The main culprit, experts say, is climate change. In 2017, Italy experienced its second-hottest spring in the past 200 years, according to a report by Italy's Institute of Atmospheric Sciences and Climate. Spring rainfall decreased by 50 percent compared with the seasonal average, the same report said, and nearby Lake Bracciano, from which the city gets part of its water supply, is drying up at an alarming rate: The water level has fallen by 1 centimeter every single day.
Under current conditions, the lake can no longer afford to send its water to Rome. Without that supply, ACEA, Rome's water company, says it will no longer be able to provide residents with water 24 hours a day.
"The situation is unbelievable," said Nicola Zingaretti, the governor of the region in which Rome sits, during an interview on Italian TV. "I’d like to invite Donald Trump here [in Bracciano] to show him what happens when one doesn’t respect climate change agreements."
But while evaporation due to rising temperatures and the lack of rainfall account for 90 percent of the drop, infrastructure problems are also at work. "It’s a combination of factors: climate change is the main issue, but water uptake [from Rome] is making things worse," said Alessandro Mecali, an independent geologist working at Lake Bracciano, to The Post via telephone.
Plain and simple, Rome’s aqueduct is leaking like a sieve. Almost half of the water that passes through its system gets lost on the way — an enormous waste of precious resources, especially in times of drought.

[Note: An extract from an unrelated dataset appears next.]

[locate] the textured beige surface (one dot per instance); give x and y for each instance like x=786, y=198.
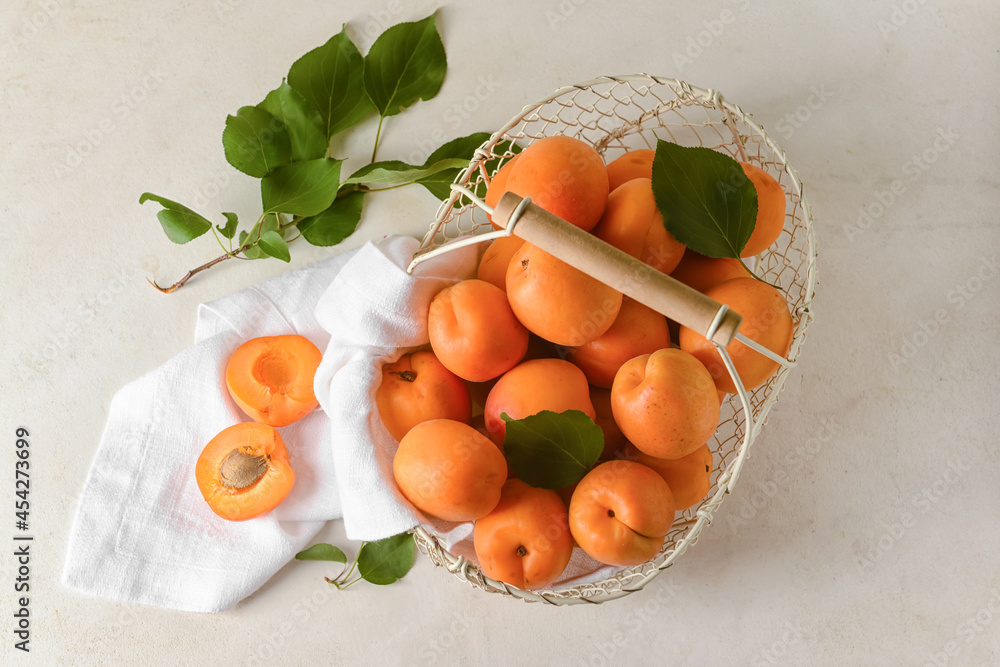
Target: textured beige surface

A certain amount of water loss is common in public supply systems: The average water loss in the United States, for instance, is around 16 percent, according to the Environmental Protection Agency. But in Rome, that rate is now 44 percent. Such losses are common throughout central and southern Italy due to aging infrastructure and the lack of maintenance, according to a recent report by Utilitalia, the national association of water providers. The organization says as much as one-fourth of water pipes in Italy are more than 50 years old, and that it will take 250 years to replace the whole system at current rates.

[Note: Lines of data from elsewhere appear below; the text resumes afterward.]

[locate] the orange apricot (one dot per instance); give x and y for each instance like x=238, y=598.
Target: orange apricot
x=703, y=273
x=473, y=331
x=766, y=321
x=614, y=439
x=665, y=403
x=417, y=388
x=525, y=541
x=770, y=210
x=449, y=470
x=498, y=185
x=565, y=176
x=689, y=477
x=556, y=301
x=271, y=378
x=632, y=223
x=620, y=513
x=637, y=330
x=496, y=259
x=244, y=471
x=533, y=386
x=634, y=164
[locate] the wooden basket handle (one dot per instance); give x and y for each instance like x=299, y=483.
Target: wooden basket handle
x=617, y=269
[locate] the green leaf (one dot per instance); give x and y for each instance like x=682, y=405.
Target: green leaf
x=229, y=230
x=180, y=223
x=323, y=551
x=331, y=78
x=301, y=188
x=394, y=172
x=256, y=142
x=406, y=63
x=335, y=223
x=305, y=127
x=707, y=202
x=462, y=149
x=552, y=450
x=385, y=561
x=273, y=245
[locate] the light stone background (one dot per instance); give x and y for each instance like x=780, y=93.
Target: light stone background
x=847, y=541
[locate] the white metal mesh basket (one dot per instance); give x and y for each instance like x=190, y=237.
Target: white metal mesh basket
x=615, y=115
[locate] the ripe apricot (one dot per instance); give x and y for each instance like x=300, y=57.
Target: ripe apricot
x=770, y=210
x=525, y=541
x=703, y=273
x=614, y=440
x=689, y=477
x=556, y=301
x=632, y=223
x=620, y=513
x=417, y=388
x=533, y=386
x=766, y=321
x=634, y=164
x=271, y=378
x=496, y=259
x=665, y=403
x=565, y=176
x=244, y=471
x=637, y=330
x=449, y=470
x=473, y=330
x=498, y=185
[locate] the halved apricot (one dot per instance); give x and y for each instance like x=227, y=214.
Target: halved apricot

“We had gotten to this point because [ACEA] did not invest enough in maintenance," said Paolo Carsetti, an activist for the protection of water resources. Carsetti’s organization, Forum Movimenti Acqua, opposes the privatization of water supplies and has accused private distributors of skipping over maintenance works to maximize profits.

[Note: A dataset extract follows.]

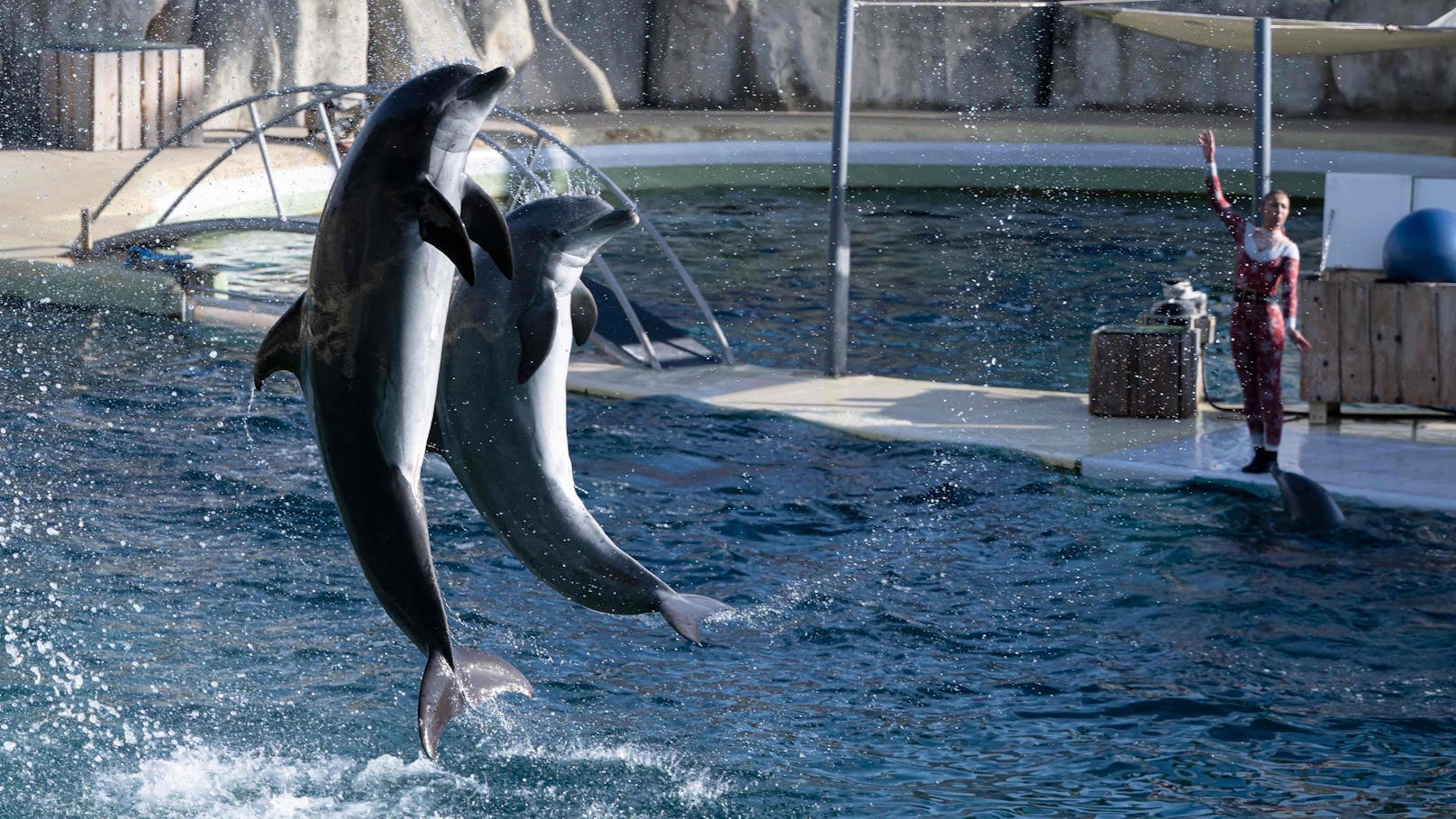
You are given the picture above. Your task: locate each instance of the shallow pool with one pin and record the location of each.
(921, 632)
(996, 287)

Contacted by The Post, ACEA spokesman Massimiliano Paolucci said that repairs already began in May, when new management took over the firm. Paolucci said the company plans to have all of its 5,400 kilometers (or 3,550 miles) of pipes repaired "by the end of the year."
Repair works might help, but actually solving the problem will require replacing Rome’s aging infrastructure. Paolucci said ACEA hopes to start replacing pipes next year, but "they will take a lot of money and a long time." In the meantime, challenges from both the decaying pipes and the progression of climate change probably mean Rome's water woes won't stop any time soon.